Let’s shut our traps for a moment on the whole Barack-Hillary debate and cast our vote for something that really has some weight — Louisville has a one-in-three shot at being named “Twin City of Bushmills” and nabbing a $40,000 grant.
The competition marks the 400th anniversary of the license to distill, granted to the Northern Ireland region of Bushmills — home of Bushmills Irish Whiskey — in 1608. Cities across the United States entered, and Louisville was chosen as a finalist (along with Boston and Portland, Maine) based on its application on how it represents the four values of Bushmills: pride of place, hospitality, craftsmanship and humor.
Jeremy Morris, special events contractor for the Mayor’s Office for Community Relations & Events, filled out the four-page application and said it was easy to draw comparisons between Louisville and Ireland. “We have always had a historical link with immigration,” he said. And on the application under Pride of Place, Morris wrote: “People in Louisville celebrate their history and heritage with festivals like Oktoberfest, Irish Fest, Greek Fest, Italian Fest and WorldFest, and by giving their neighborhoods names like Germantown, Irish Hill, Paristown and Limerick.”

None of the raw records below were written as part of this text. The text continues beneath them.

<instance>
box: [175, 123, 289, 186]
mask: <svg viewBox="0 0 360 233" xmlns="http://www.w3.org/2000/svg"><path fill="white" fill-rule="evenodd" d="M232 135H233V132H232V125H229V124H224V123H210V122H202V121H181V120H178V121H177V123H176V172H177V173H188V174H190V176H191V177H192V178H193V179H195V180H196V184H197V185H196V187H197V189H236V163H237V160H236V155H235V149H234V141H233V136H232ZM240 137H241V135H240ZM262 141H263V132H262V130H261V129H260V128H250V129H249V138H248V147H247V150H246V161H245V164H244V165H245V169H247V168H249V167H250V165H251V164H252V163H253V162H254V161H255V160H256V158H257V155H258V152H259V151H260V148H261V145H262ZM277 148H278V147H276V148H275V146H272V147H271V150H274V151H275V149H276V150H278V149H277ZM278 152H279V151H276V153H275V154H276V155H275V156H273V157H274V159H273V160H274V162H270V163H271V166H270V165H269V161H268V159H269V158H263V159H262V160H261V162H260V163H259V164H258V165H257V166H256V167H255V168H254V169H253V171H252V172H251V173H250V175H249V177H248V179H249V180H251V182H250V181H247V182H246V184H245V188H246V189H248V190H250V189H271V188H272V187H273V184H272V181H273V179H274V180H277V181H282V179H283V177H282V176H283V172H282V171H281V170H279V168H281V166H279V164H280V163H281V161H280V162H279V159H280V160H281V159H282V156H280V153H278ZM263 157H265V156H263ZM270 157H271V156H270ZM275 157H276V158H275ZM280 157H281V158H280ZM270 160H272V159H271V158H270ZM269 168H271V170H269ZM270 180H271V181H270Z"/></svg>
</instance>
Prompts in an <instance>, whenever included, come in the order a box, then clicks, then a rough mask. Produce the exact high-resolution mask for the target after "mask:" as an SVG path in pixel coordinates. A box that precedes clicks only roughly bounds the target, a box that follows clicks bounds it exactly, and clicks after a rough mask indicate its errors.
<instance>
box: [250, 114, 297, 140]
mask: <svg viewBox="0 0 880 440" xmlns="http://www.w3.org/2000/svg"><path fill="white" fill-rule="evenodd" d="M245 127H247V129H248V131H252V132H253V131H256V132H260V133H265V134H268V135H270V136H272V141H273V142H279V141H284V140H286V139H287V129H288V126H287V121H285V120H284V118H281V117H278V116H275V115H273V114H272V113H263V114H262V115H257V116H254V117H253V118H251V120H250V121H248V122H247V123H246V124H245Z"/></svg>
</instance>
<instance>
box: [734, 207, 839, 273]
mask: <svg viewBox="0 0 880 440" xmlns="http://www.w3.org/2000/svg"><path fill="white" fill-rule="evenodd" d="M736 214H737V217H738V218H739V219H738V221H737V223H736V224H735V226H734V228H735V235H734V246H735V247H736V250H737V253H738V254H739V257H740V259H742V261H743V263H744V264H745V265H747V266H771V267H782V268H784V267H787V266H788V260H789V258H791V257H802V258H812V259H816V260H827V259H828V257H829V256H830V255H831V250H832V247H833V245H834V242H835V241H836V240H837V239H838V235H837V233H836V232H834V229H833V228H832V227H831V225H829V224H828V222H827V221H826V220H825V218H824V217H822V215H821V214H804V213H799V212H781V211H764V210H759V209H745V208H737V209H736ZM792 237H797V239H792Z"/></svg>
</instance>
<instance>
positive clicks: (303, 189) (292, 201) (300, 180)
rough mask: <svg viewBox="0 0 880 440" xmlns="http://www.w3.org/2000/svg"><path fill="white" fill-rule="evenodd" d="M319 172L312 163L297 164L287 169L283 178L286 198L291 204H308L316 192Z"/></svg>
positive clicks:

So how can you help seal this deal? Vote early and often at www.Bushmills400years.com. There’s even a free trip to Ireland up for grabs. You have until March 17 to vote, and the winner will be announced in April. As far as a citywide kegger/whiskey fest if we do win, Morris said probably not, but that half of the money will go to the Irish Fest and WorldFest folks, and the other half to responsible drinking programs. Bummer. But go vote! It’d certainly be a cool title to show off.
Buckets O’ Beer
I was at Willy’s, er, the Dublin Cellar last weekend and saw a sign for $3 buckets of beer. Usually when bars refer to buckets of beer, it means five or six bottles thrown into a bucket and covered with ice, so I was shocked at the low price tag. I quickly ordered a Bud Select bucket, and out came … a bucket of beer — about 32 ounces of draught beer served in a plastic pail, the kind you might build a sand castle with. It even had a handle! I felt special.